Camus avait l’air assez pressé, et bien qu’il n’avait pas envie de le voir partir, Milo eut quand même le reflex de lui offrir son bras pour l’aider à garder son équilibre alors qu’il enfilait ses talons.
-« Ce n’est pas la peine, ta petite amie est surement rentrer plus tôt pour te voir. Je repasserais te rendre les vêtements propres demain. »
Le grec soupira de défaite et déception « Voyons… »

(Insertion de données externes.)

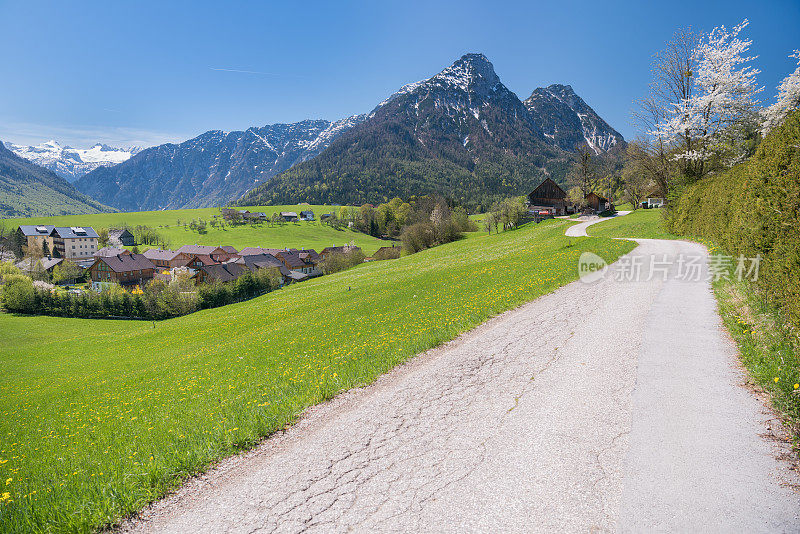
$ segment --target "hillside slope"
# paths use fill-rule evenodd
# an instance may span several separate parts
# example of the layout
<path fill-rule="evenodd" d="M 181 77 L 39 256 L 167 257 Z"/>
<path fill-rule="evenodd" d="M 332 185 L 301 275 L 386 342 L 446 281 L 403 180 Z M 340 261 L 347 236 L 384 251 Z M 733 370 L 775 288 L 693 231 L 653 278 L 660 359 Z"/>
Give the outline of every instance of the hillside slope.
<path fill-rule="evenodd" d="M 0 142 L 0 218 L 112 211 Z"/>

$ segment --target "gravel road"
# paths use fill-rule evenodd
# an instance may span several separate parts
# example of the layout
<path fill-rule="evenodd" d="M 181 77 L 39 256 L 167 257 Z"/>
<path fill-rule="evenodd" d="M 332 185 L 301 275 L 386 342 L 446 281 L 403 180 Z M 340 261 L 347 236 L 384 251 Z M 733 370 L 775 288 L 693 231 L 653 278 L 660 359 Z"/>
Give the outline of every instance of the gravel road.
<path fill-rule="evenodd" d="M 630 257 L 680 253 L 704 251 L 642 240 Z M 707 282 L 579 281 L 311 409 L 122 530 L 800 531 L 787 444 L 744 380 Z"/>

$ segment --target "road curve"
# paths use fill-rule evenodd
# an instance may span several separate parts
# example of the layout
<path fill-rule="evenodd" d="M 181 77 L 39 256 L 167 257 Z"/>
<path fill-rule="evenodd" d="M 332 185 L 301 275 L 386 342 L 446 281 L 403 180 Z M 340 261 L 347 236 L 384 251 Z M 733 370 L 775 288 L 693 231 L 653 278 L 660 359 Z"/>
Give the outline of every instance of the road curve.
<path fill-rule="evenodd" d="M 624 261 L 705 255 L 642 240 Z M 800 530 L 706 281 L 580 281 L 309 410 L 130 532 Z M 797 487 L 797 486 L 795 486 Z"/>
<path fill-rule="evenodd" d="M 614 217 L 622 217 L 623 215 L 629 214 L 630 211 L 618 211 Z M 592 226 L 593 224 L 601 223 L 603 221 L 610 221 L 614 217 L 595 217 L 589 219 L 588 221 L 581 222 L 579 224 L 573 224 L 567 231 L 564 232 L 564 235 L 567 237 L 587 237 L 588 234 L 586 233 L 586 229 Z M 578 219 L 580 220 L 580 219 Z"/>

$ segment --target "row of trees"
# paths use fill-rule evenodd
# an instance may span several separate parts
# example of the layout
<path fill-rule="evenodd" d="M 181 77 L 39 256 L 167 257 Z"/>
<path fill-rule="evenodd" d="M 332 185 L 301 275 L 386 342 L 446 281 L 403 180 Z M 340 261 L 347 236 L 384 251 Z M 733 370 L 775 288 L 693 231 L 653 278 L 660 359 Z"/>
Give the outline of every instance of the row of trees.
<path fill-rule="evenodd" d="M 241 302 L 278 287 L 280 279 L 274 273 L 260 270 L 224 284 L 154 279 L 132 292 L 114 285 L 99 293 L 70 293 L 23 275 L 13 264 L 0 263 L 0 299 L 7 311 L 61 317 L 167 319 Z"/>

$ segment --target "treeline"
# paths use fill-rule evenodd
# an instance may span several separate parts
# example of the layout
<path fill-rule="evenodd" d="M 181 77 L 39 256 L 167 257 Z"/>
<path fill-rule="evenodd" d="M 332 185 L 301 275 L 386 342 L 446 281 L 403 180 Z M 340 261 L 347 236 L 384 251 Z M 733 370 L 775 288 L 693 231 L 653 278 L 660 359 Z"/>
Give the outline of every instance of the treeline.
<path fill-rule="evenodd" d="M 667 227 L 760 255 L 758 287 L 800 331 L 800 110 L 747 162 L 676 191 Z"/>
<path fill-rule="evenodd" d="M 154 279 L 132 292 L 114 285 L 99 293 L 71 293 L 34 281 L 11 264 L 0 264 L 0 302 L 6 311 L 59 317 L 168 319 L 248 300 L 278 287 L 278 278 L 261 270 L 224 284 Z"/>

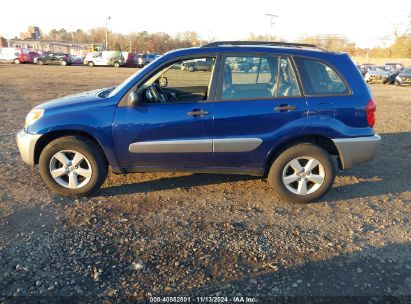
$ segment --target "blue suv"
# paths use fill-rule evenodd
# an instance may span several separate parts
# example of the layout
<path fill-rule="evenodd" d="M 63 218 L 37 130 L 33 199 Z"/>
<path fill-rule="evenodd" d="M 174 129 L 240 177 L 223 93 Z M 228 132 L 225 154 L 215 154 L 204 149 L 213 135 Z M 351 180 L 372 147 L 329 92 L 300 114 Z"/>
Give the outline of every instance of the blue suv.
<path fill-rule="evenodd" d="M 204 61 L 211 68 L 188 73 Z M 117 87 L 43 103 L 17 134 L 45 183 L 84 196 L 115 173 L 267 177 L 287 201 L 332 186 L 335 163 L 371 160 L 376 105 L 345 53 L 281 42 L 214 42 L 157 58 Z"/>

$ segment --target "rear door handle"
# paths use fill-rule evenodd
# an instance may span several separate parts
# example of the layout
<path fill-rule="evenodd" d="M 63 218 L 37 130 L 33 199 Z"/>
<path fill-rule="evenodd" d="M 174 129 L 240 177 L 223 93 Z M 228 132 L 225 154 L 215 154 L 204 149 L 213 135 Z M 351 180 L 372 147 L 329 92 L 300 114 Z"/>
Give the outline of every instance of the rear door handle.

Camus le remercia lorsqu’il eut fini et ouvrit la porte d’entrée. Milo s’arrêta au seuil, il voulut même le suivre jusqu’à l’ascenseur, il ne s’était vraiment pas attendu à ce que Camus s’en aille aussi tôt. Il avait été tellement heureux lorsqu’il accepta de rentrer avec lui, il s’était fait comme plan de manger ensemble devant la télé, avec une bière ou deux, puis il l’imagina fumer une cigarette au balcon après le repas, et ils auraient pu discuter, que cela soit de chose joyeuse ou de ceux qui pesaient sur son cœur. Milo était prêt à l’écouter parler tout l’après-midi, et voilà que tout était parti en fumer en quelque petite minutes.
Camus remarqua surement sa déception puisqu’il lui lança un regard désolé et triste avant de lui faire un signe de main et rentrer dans l’ascenseur pour y disparaitre de son champ de vision.
Et maintenant il était seul avec Geist. Pile au moment où il en avait le moins envie. Ce n’était pas comme cela qu’il devrait se sentir par rapport à elle, c’était sa copine, celle qui devrait être la femme de sa vie, et pourtant il n’avait pas cette impression sur le moment. Il n’avait pas envie de l’admirer et l’embrasser, pas envie de la prendre dans ses bras et finir la soirée contre elle. L’envie de le faire ne semblait que lui échapper des doigts chaque jour depuis le début de cette semaine, si ce n’était pas depuis bien avant.
Pourquoi ? L’amour n’était vraiment pas quelque chose pour lui ? Ni l’amour familial, ni celui romantique ne perdurèrent. Il resta là à fixer la porte de l’ascenseur et lâcha un long soupire. Lorsque son ex lui cria qu’il ne trouvera jamais le véritable amour avant de le quitter, elle n’avait peut-être pas vraiment tort, et à ce moment-là, Milo ne fit que rire.
Il n’avait pas vraiment envie de rire maintenant.
Peut-être que s’il n’avait pas rencontré Orphée et Euryèce, il aurait déjà pris la décision de quitter Geist il y a de cela un moment.
Si seulement il n’avait pas changé, si seulement il n’avait pas réalisé qu’il avait envie d’être aimé, qu’il se sentait seul et qu’il avait peur de mourir sans connaitre l’amour.
Et puis, il n’avait plus la force de recommencer tous ces efforts avec une autre.
Il quitta enfin le devant de la porte et se dirigea vers le balcon, au passage il aperçut du coin de son œil Geist qui s’était appropriée les pâtes qu’il préparait précédemment pour lui et Camus. Une fois dehors, il croisa les bras sur la rambarde et trouva Camus à la sortie du parking, attendant surement son taxi, son téléphone contre son oreille. Il n’aimait pas cela, cette situation, le fait qu’il soit en haut à le regarder partir ainsi, silencieusement. Il aurait surement du insister pour le déposer, il avait l’air d’apprécier les balades à moto, il lui aurait fait un tour comme la dernière fois, il aurait pu sentir ses bras enroulés autour de lui et sa tête posée contre son épaule. Il aurait pu voir son petit sourire une fois arrivé à destination, celui qui était quelque peu timide, qui adoucissait son regard et colorait ses joues.
Geist était venu lui dire quelque chose, mais il ne l’écouta pas, elle vint glisser sa main sur son dos, mais il se redressa de la rambarde sans lâcher Camus du regard. Il le vit montrer dans une voiture, et lorsqu’il partit, il décida que c’était aussi à son tour de le faire. Il ignora la voix qui lui parlait lorsqu’il prit ses clés de moto et s’en alla.